# Real-Time Data Infrastructure at Uber

{% file src="<https://1133441777-files.gitbook.io/~/files/v0/b/gitbook-x-prod.appspot.com/o/spaces%2F-MP3gpNOfmHBf90k26iY%2Fuploads%2F0x5YD5xq0HRgYlGSzbr9%2FPaper%20-%20Real%20time%20infrastructure%20at%20Uber.pdf?alt=media&token=5ef946d4-457a-4532-a16f-809574978589>" %}

#### Key Points:

1. **Architecture and Components:**
   * Uber leverages a range of open-source technologies, prominently including Apache Kafka, Apache Flink, and Apache Pinot, to build a robust real-time data infrastructure.
   * Apache Flink is used extensively for stream processing, supporting both SQL and low-level API interfaces to accommodate different user needs.
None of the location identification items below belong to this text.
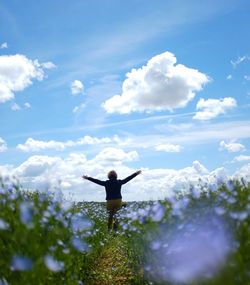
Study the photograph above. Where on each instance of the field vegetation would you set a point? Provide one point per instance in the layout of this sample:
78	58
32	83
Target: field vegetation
200	237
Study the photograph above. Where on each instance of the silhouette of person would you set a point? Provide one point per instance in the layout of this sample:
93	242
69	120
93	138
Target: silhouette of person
113	194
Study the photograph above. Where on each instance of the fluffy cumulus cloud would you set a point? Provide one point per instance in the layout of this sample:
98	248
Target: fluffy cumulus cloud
53	172
168	147
17	73
32	145
240	158
76	87
211	108
3	145
161	84
114	156
231	146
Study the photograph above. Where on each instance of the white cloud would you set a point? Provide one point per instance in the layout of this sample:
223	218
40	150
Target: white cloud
36	165
27	105
17	73
48	65
32	145
15	107
79	108
110	155
244	172
212	108
161	84
239	60
231	146
43	172
3	45
76	87
168	147
241	158
3	145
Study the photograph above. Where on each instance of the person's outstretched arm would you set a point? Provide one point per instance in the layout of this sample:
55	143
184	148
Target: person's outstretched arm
131	177
97	181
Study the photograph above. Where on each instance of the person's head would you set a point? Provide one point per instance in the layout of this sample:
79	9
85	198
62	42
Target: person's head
112	175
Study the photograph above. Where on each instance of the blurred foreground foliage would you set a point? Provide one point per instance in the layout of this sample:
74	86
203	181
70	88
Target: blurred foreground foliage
46	240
This enables efficient transformation of SQL queries into Flink jobs, simplifying the deployment and scaling of streaming applications.
2. **Challenges and Solutions:**
   * **Resource Estimation and Auto-scaling:** Empirical analysis helps in configuring resources for various job types (e.g., CPU-bound vs. memory-bound jobs), and continuous monitoring aids in dynamic scaling based on load.
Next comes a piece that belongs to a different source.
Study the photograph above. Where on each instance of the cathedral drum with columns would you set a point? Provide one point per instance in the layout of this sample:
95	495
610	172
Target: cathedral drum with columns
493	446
   * **Job Monitoring and Failure Recovery:** Automated job monitoring and failure recovery mechanisms ensure high reliability and operational efficiency​.
3. **Unified Platform:**
   * Uber has developed a unified architecture to manage stream processing pipelines, integrating various platforms to handle business logic, workflow management, and SQL compilation. This layered architecture enhances scalability and extensibility​.
4. **Lessons Learned:**
   * **Open Source Adoption:** Uber’s reliance on open-source technologies has facilitated rapid iteration and adaptation to evolving engineering needs, though it has required significant customization to fit Uber's specific requirements.
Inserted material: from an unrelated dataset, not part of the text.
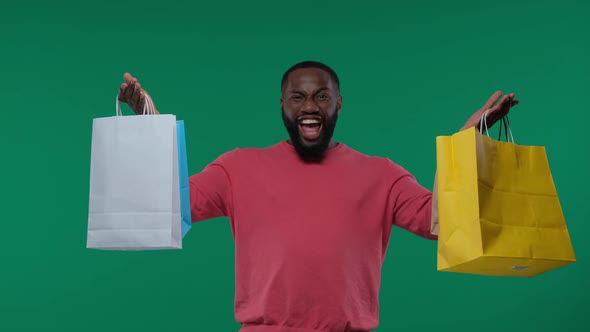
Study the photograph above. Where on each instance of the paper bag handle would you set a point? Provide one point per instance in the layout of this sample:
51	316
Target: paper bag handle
148	106
484	124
   * **Rapid System Development:** Standardizing interfaces and leveraging a monorepo approach has enabled efficient management of multiple applications, promoting rapid development and deployment​.
5. **Future Directions:**
   * **Unification of Streaming and Batch Processing:** Aiming to simplify the development process by unifying the semantics of stream and batch processing.
   * **Multi-region and Cloud Agnosticism:** Enhancing system resilience and flexibility through multi-region deployments and the ability to run infrastructure both on-premises and in the cloud​​.